The books are back to the original version, at least for now. Returning to Never After changed things for the better.
“Remember how I told you we’re in the thirteenth book? We’re all part of the story. We have to figure out how it ends,” she says.
“Happily, I hop
e,” quips Alistair.
“I’ve read all the books,” Filomena tells them. “I think I know what to do to defeat the ogre queen and her army. We need to be prepared. We’ll each need armor, a helm, and weapons. Dragon’s Tooth swords that can cut through anything, like the one Zera had that killed the ogre general.”
“Where are we going to get all that stuff?” asks Alistair.
“The books say that the most powerful weapons are forged and made in the Deep.”
“You mean, where the dragons live?” asks Jack.
“Yes.”
“Um…” Alistair seems reluctant.
She looks at both of them, exasperated. “What are you guys waiting for? Let’s go! We’ve got kingdoms to save.”
CHAPTER TWENTY-FIVE
INTO THE DEEP
“The thing is, dragons aren’t one for visitors,” Jack explains. “They keep to themselves, hoarding their gold and treasure.”

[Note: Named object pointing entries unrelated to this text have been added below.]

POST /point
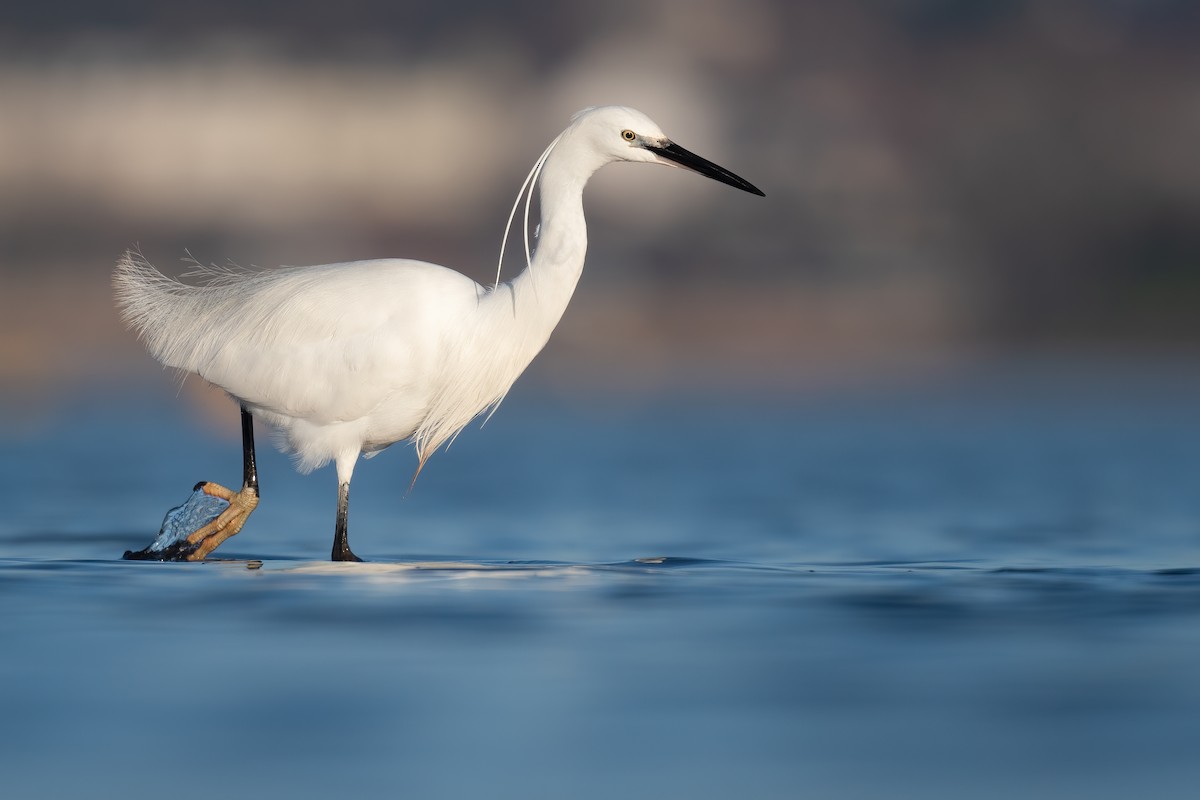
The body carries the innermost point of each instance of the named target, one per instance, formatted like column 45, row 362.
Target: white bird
column 343, row 360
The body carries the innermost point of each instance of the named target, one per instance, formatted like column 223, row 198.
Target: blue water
column 985, row 585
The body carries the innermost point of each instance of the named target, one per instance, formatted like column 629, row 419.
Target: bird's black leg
column 341, row 543
column 178, row 541
column 249, row 468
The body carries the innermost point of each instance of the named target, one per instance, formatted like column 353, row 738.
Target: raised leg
column 341, row 542
column 241, row 504
column 215, row 523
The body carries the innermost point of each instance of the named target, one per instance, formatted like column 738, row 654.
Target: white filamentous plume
column 343, row 360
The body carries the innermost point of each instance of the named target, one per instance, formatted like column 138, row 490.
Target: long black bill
column 689, row 160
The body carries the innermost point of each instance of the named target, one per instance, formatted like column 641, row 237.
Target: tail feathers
column 162, row 311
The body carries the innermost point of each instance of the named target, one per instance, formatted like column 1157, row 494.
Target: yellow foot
column 227, row 524
column 215, row 523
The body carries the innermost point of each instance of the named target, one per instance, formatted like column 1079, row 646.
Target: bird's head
column 622, row 133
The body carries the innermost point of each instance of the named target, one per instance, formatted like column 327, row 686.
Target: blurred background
column 946, row 181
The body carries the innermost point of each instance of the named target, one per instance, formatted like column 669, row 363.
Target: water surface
column 983, row 588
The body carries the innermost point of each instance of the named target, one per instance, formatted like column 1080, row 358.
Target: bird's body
column 343, row 360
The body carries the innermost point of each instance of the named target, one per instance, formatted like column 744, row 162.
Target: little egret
column 343, row 360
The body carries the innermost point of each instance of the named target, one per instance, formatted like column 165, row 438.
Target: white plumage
column 347, row 359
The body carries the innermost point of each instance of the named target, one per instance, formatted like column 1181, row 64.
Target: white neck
column 515, row 319
column 537, row 298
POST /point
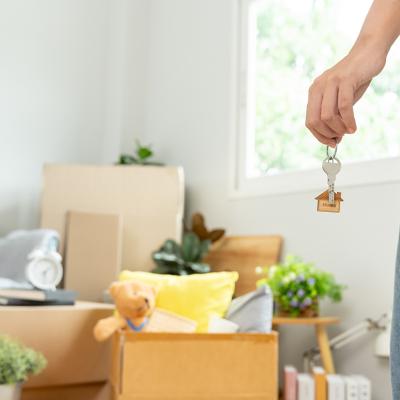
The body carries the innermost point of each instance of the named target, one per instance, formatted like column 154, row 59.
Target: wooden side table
column 320, row 324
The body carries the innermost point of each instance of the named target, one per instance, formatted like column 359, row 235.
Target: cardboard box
column 64, row 334
column 149, row 200
column 93, row 253
column 185, row 366
column 94, row 391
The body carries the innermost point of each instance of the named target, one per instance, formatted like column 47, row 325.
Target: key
column 331, row 166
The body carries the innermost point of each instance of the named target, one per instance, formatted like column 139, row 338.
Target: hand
column 333, row 94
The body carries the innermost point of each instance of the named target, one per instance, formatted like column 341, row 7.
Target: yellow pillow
column 197, row 296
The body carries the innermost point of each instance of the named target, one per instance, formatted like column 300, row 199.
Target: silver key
column 331, row 166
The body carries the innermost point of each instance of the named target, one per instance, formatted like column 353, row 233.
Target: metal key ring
column 329, row 156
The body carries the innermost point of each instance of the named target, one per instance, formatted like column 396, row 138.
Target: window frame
column 369, row 172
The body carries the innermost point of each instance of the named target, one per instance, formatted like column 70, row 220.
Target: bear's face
column 133, row 299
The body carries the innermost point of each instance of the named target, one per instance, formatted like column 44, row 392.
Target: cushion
column 196, row 297
column 252, row 311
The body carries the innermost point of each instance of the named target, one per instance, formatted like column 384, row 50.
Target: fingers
column 313, row 118
column 345, row 106
column 329, row 109
column 322, row 139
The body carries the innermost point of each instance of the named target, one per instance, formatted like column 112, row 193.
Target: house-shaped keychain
column 325, row 206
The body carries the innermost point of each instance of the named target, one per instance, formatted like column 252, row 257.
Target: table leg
column 323, row 343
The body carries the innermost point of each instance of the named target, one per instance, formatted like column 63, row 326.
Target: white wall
column 76, row 75
column 55, row 81
column 186, row 88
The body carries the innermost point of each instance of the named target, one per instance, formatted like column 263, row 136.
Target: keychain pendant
column 324, row 205
column 329, row 201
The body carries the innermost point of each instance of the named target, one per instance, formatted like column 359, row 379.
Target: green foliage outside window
column 296, row 41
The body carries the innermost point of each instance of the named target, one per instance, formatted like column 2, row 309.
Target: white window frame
column 371, row 172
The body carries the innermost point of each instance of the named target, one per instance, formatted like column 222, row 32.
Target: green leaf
column 190, row 247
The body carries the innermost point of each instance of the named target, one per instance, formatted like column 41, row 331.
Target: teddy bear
column 134, row 302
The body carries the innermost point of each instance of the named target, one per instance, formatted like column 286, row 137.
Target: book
column 290, row 383
column 320, row 383
column 351, row 388
column 364, row 387
column 335, row 387
column 9, row 301
column 39, row 295
column 305, row 387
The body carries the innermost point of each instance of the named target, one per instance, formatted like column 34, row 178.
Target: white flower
column 286, row 280
column 272, row 271
column 292, row 276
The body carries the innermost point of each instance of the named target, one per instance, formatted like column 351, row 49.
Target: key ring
column 333, row 156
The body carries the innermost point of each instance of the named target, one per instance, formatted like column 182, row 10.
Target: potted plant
column 182, row 259
column 298, row 287
column 141, row 156
column 17, row 363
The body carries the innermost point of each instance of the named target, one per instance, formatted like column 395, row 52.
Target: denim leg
column 395, row 338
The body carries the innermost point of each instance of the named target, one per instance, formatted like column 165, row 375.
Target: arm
column 333, row 94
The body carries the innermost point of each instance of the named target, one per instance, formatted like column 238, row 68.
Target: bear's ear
column 114, row 289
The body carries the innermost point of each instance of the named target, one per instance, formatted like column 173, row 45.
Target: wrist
column 372, row 46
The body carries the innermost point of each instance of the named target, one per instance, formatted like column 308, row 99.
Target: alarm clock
column 44, row 270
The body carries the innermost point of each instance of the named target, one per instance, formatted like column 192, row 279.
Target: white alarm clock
column 44, row 270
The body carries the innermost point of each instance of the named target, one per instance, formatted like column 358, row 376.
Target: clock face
column 44, row 272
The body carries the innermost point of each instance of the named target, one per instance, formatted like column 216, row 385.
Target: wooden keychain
column 329, row 201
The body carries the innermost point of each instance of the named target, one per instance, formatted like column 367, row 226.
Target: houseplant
column 17, row 363
column 298, row 286
column 141, row 156
column 182, row 259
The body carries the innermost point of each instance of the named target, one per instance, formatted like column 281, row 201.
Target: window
column 285, row 44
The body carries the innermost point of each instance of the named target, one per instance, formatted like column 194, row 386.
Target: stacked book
column 322, row 386
column 36, row 297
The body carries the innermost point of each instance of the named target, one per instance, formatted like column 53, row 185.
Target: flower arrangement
column 298, row 286
column 17, row 362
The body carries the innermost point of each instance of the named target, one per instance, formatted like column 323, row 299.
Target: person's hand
column 333, row 94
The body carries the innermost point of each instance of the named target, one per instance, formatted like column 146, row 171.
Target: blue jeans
column 395, row 338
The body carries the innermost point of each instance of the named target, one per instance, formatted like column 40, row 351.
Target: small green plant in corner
column 182, row 259
column 298, row 286
column 18, row 362
column 141, row 156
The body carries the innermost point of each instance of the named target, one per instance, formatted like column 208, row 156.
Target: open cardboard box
column 195, row 366
column 77, row 365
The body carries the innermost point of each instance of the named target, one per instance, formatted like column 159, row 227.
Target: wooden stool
column 320, row 324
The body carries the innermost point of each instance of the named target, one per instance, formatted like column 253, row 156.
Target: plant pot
column 311, row 311
column 10, row 392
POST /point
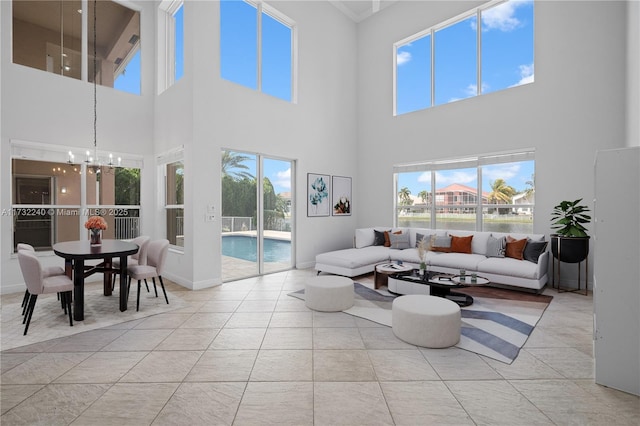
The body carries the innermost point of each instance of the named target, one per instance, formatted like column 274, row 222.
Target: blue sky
column 278, row 171
column 506, row 58
column 514, row 174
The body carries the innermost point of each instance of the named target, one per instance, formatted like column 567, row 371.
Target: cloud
column 456, row 177
column 501, row 17
column 425, row 177
column 403, row 58
column 526, row 75
column 472, row 89
column 501, row 171
column 283, row 179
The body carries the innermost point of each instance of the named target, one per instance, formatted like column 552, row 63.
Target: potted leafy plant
column 570, row 243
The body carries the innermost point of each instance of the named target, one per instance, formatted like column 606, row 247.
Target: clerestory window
column 257, row 48
column 459, row 59
column 494, row 192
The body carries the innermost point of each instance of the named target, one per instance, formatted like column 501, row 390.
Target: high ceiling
column 359, row 10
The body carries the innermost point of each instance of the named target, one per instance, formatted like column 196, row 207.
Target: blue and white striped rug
column 496, row 325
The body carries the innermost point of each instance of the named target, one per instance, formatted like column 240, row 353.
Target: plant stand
column 575, row 290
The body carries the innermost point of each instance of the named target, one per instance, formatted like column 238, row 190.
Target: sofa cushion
column 399, row 241
column 387, row 239
column 413, row 232
column 479, row 241
column 378, row 238
column 354, row 258
column 441, row 243
column 364, row 237
column 426, row 238
column 515, row 248
column 518, row 236
column 461, row 244
column 533, row 250
column 509, row 267
column 457, row 260
column 496, row 247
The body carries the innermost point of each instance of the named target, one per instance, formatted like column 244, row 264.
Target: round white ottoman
column 429, row 321
column 329, row 293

“And you know what happens to those who seek to take it from them,” adds Alistair. “Burnt to a crisp.”
“The dragons came to pay their fealty to the princess at the christening. Historically, they are supposed to be Westphalia’s allies,” Filomena reminds them.
“That was in the past,” says Jack. “It’s been thousands of years, and no one has seen them since. After Carabosse cursed everyone, they kept away. And they know what’s been happening up here. As Westphalia fell and the ogres took everything west of the Vale, they did nothing. They buried themselves deeper underground.”
“The Deep is way, way down below,” agrees Alistair. “We might never find them and just get lost down there forever.”
“Don’t be such a Sour Skittle,” Filomena says.
His eyebrows shoot up in confusion. “What’s a Skittle?”
“Never mind,” Filomena replies with a smile. “When all of this is over, I’m going to bring you some candy from my world.”